This project will investigate the role of social interactions, identity and network on people’s meat-eating behaviour. There is a wide consensus now that excessive meat consumption is linked to increased health risks and environmental damage. More recently, we observe an increasing trend of people who decide to reduce meat consumption or stop eating meat altogether. The trend is strong especially among young people, on whom social media may have a big influence. The project will investigate how social influence and social network affect people’s decision to eat or not eat meat. Social influence can take place both via the real-life network such as family or work network, as well as via the virtual social media network.
This studentship is in partnership with the Vegetarian Society (VegSoc), who are very interested in learning what existing data tell us about people’s motivations to become vegetarians or vegans in recent years. Researchers will work closely with VegSoc to identify the key issues that affect people’s decision to eat and not eat meat, and to inform the design of future questionnaires.

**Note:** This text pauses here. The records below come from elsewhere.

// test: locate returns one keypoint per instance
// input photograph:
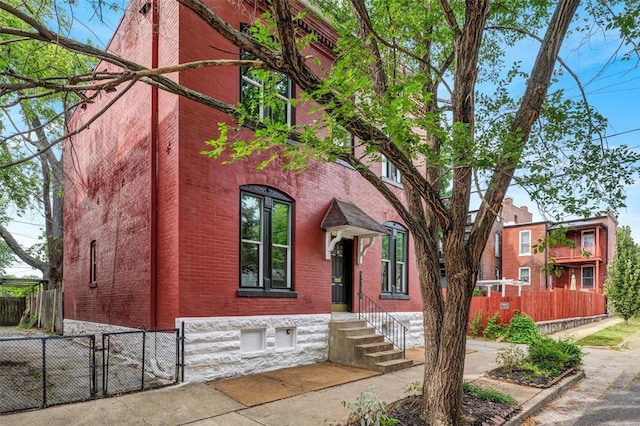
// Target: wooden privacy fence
(11, 310)
(541, 305)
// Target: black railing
(386, 324)
(38, 372)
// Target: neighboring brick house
(253, 262)
(492, 258)
(584, 265)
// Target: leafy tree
(31, 119)
(427, 86)
(622, 285)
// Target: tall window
(394, 259)
(265, 94)
(587, 277)
(525, 242)
(93, 263)
(390, 171)
(266, 238)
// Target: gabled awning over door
(346, 220)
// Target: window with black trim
(266, 240)
(93, 264)
(390, 171)
(265, 94)
(394, 260)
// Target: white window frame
(593, 277)
(521, 242)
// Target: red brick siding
(513, 261)
(198, 201)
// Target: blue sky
(615, 93)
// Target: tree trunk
(445, 339)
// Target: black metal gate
(37, 372)
(140, 360)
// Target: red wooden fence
(540, 305)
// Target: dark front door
(341, 271)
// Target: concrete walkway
(308, 395)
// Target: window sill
(394, 296)
(392, 182)
(251, 292)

The project consists of two main components. First, it will investigate existing data to address empirical research questions on people’s meat-eating behaviour. Second, it will develop an agent-based simulation model to study the impact of social influence and social network on the adoption of the vegetarian or vegan diet. Based on empirical findings from the first component, the agent-based model will be used to investigate how meat-eating behaviours can spread among different people groups through different mechanisms such as peer pressure. The successful candidate will use the model to explain some observed social phenomenon, such as the clustering and polarisation of meat-eating behaviour in the population, and deepen our understanding of the social dynamics in the spread of vegetarian diet among people.